Dünya sinemasında sanatsal bir yorgunluk, yaratıcılık krizi ve tıkanma yaşansa da insanı anlamaya çalışan, hayatın muğlak ve karanlık yönlerini keşfe çıkan, insanın algılama gücünü köreltmek yerine ufkunu açıp hayatı farklı pencerelerden gösterebilen filmler üretiliyor. Filmler analiz edilip çözümlemesi yapılıncaya dek eksiktir. Nitelikli bir film ancak söylediklerinin ve gösterdiklerinin ardındaki gerçeği yakalamaya çalışan değerlendirmeler yapılınca tamamlanır.
Bu düşünceden hareketle Bekir Birbiçer; insan hayatına önemli ölçüde etki eden eğitim sistemini irdeleyen, okul düzeneğinden geçen gençlerin ruh dünyasına eğilen, sistemin ürettiği ve hayata saldığı insanı tüm boyutlarıyla ele alan, insan denen muammayı anlama çabasında olan filmleri analiz ediyor.

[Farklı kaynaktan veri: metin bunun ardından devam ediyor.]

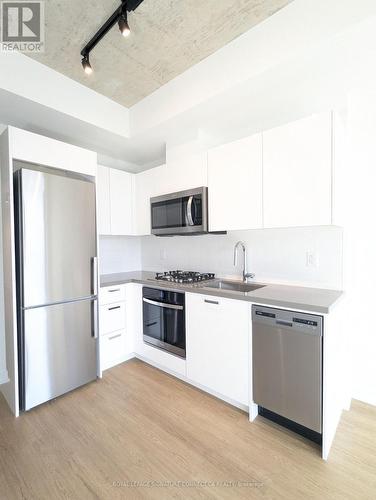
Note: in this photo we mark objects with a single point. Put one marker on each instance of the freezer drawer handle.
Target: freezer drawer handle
(152, 324)
(162, 304)
(94, 313)
(283, 323)
(94, 275)
(114, 336)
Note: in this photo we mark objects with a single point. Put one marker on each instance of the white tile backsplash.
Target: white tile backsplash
(119, 254)
(310, 256)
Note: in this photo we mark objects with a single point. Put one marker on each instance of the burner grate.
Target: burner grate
(184, 276)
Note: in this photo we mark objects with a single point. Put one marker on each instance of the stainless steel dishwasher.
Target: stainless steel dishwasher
(287, 367)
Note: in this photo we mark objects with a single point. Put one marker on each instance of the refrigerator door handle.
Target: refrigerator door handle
(94, 275)
(94, 319)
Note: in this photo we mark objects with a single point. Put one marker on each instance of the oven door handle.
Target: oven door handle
(162, 304)
(189, 212)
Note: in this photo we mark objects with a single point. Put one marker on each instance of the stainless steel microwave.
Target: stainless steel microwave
(181, 213)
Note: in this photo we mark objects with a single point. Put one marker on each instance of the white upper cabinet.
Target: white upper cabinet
(235, 185)
(147, 184)
(121, 202)
(103, 198)
(297, 170)
(115, 194)
(184, 172)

Ayrıca modern eğitim sisteminin romanlara yansıyan boyutlarını ele alıyor, okul koridorları ve sınıfların edebiyata yansımalarına odaklanıyor. ilk kitabı "Beyazperde Karatahta" ile tüm dünyada kanıksanan ve sorgulanmadan kabul gören modern eğitim sistemini deşifre eden Birbiçer, "Sinema Eğitim ve İnsan" ile filmler ve romanlar üzerinden
sisteme dair eleştirel bir bakış kazandırabilmek için ikinci adımını atıyor.